Kekerasan psikologis, yang juga dikenal sebagai kekerasan mental atau kekerasan emosional, terutama bergantung pada dampak psikologis, sedangkan kerusakan fisik yang ditimbulkannya menjadi faktor sekunder. Meskipun tidak semua kekerasan psikologis melibatkan kekerasan fisik, keduanya saling terkait erat dan sering kali saling memperkuat. Tumpang tindih antara kekerasan psikologis dan fisik sedemikian rupa sehingga rasa takut dan sakit yang dialami oleh korban dapat menyebabkan konsekuensi psikologis jangka panjang.
Definisi penganiayaan muncul pertama kali dalam Konvensi Menentang Penyiksaan, yang dengan jelas menyatakan bahwa setiap rasa sakit atau penderitaan berat, baik fisik maupun mental, yang secara sengaja ditimpakan kepada seseorang termasuk dalam lingkup penganiayaan.
Konvensi Perserikatan Bangsa-Bangsa Menentang Penyiksaan adalah perjanjian hak asasi manusia internasional yang bertujuan untuk mencegah penyiksaan dan perlakuan atau hukuman lain yang kejam, tidak manusiawi, atau merendahkan martabat di seluruh dunia. Konvensi ini mengharuskan negara-negara untuk mengambil langkah-langkah efektif guna mencegah segala bentuk penyiksaan di dalam yurisdiksi mereka dan melarang pengiriman orang ke negara-negara yang berpotensi terjadi penyiksaan. Konvensi ini diadopsi oleh Majelis Umum Perserikatan Bangsa-Bangsa pada tanggal 10 Desember 1984, dan mulai berlaku pada tanggal 26 Juni 1987, yang kemudian ditetapkan sebagai Hari Internasional untuk Mendukung Korban Penyiksaan.
Seiring dengan semakin banyaknya negara yang bergabung, Konvensi ini telah memiliki 158 pihak pada tahun 2015, dan isinya memberikan penjelasan khusus tentang definisi penyiksaan psikologis untuk pertama kalinya. Teks tersebut menyatakan bahwa penyiksaan dapat digunakan untuk berbagai tujuan, termasuk memperoleh informasi, hukuman, atau ancaman.
Penyiksaan adalah setiap penimbulan rasa sakit atau penderitaan yang parah, baik fisik maupun psikologis, dengan tujuan memperoleh informasi, hukuman, intimidasi, atau berdasarkan bentuk diskriminasi apa pun.

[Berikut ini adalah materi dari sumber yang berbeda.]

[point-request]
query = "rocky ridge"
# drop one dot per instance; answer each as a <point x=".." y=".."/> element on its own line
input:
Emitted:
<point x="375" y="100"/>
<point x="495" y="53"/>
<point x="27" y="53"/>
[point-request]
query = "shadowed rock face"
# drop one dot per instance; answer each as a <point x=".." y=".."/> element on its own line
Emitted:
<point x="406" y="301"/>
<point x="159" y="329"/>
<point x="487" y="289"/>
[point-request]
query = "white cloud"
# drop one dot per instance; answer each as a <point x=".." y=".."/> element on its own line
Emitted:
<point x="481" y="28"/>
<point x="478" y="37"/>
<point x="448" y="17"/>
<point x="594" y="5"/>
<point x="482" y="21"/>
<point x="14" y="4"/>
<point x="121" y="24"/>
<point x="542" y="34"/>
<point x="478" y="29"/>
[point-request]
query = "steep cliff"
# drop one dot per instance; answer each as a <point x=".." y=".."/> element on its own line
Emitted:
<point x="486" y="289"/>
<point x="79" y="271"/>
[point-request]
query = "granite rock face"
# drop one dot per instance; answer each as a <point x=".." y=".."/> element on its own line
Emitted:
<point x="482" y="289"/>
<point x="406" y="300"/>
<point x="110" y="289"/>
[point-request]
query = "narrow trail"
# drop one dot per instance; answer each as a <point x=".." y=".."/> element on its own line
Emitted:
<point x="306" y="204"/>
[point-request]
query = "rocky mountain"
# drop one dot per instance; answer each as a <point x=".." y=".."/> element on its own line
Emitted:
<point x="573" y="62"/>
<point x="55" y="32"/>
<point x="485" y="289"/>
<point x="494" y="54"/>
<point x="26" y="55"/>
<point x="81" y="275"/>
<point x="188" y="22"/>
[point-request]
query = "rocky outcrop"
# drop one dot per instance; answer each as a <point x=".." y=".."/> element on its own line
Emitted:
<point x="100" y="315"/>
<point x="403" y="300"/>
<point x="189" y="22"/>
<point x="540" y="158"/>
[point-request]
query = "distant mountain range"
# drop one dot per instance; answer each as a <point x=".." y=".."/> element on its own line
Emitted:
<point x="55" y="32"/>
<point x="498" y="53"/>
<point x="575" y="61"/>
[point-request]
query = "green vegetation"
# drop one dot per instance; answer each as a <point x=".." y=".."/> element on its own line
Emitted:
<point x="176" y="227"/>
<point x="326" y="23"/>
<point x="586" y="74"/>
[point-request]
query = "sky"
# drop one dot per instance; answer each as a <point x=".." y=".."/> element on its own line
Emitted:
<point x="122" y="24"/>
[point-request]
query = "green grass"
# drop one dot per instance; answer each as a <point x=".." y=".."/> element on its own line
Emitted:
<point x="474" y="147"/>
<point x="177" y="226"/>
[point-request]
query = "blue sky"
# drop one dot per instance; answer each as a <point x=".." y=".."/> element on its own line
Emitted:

Kekerasan psikologis hadir dalam berbagai bentuk, dan metode yang umum termasuk merampas rasa kendali individu, isolasi, monopoli yang dirasakan, dan memaksakan keadaan ketidakberdayaan yang dipelajari. Selain itu, penghinaan, ketelanjangan paksa, pencukuran kepala, perampasan tidur, dan perampasan sensorik juga merupakan metode kekerasan yang umum dan rumit.
Psikiater Amerika Albert Biederman mempelajari tentara Amerika yang dianiaya oleh agen Korea Utara dan Tiongkok selama Perang Korea pada tahun 1956, dan mengusulkan tiga prinsip dasar ketergantungan, kelemahan, dan rasa takut untuk menghancurkan korban. Pendekatan sistematis terhadap citra diri pembaca.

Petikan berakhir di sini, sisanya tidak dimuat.